Summary and Analysis
PART FIVE: January 1941 “January Recess” to “Plage du Môle”
Summary
During a week-long recess from school, Werner goes home with Frederick to Berlin. Frederick’s family is wealthy, and Werner experiences luxury he has never known. Instead of enjoying it, though, he finds it troubling and oppressive. When Werner and Frederick return to Schulpforta, the cadets are awakened in the middle of the night to punish a foreign prisoner. The prisoner is tied to a stake in the snow, and each cadet, including Werner, throws a bucket of cold water on him as he slowly freezes to death. When Frederick’s turn comes, he refuses to throw the water, pouring out three buckets at his feet instead.

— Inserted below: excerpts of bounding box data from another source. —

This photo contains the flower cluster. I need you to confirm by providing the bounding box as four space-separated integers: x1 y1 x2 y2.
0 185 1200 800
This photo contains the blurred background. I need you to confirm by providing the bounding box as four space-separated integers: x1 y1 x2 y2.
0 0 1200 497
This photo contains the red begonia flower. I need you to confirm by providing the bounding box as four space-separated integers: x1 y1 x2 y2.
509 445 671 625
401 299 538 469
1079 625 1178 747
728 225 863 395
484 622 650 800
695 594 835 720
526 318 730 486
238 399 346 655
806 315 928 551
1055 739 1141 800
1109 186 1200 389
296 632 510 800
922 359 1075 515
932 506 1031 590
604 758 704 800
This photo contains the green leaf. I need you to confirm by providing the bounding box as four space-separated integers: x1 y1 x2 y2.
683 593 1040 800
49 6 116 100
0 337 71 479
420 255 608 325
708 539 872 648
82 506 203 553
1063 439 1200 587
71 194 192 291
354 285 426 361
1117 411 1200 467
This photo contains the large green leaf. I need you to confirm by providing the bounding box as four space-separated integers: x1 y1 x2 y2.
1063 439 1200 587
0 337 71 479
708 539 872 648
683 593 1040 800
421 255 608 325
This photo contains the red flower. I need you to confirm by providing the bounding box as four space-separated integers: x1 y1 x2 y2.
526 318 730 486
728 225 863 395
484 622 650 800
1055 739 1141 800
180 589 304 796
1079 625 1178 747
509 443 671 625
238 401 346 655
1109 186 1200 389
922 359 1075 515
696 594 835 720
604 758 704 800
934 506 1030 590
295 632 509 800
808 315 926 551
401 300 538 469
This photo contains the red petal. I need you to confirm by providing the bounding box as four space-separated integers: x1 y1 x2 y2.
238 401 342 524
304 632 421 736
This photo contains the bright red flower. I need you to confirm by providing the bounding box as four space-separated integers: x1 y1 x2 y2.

After not hearing from her father for weeks, Marie-Laure finally learns from the museum that he never arrived in Paris. Angrily, she shuts herself away from the world. To give her hope, Madame Manec goes against her father’s wishes and takes her outside to the beach. Marie-Laure has never experienced the ocean before, and it enthralls her.
Analysis
A brief glimpse into the Nazis’ mistreatment of Jews occurs when Werner and Frederick meet Frederick’s neighbor Frau Schwartzenberger, a woman with a yellow Star of David stitched onto her coat to indicate her Semitic heritage. Werner later hears Frederick’s mother telling her friends about “the Schwartzenberger crone” who will be “gone by year’s end.” This attitude troubles Werner, who is reminded of Rödel’s assault on Frederick. Werner instinctively senses that Frau Schwartzenberger, like Frederick, is hated for being different.
One of the questions raised in this section is Frederick’s level of agency, the degree to which he has control over his destiny. In Berlin, Werner learns that Frederick is driven by a fierce sense of duty when he refuses Werner’s suggestion not to return to Schulpforta. “Your problem,” he tells Werner, “is that you still believe you own your life.” Although Frederick claims to be acting out of duty, he is willing to refuse the commandant’s order to throw water on the prisoner. He exercises agency even as he denies it.
Marie-Laure’s fascination for worlds within worlds plays out during her trip to the beach. She realizes that the ocean is outside the orderly world represented by her father’s model: Reality is both more vivid and more expansive than the artificial reality she has experienced inside Etienne’s house.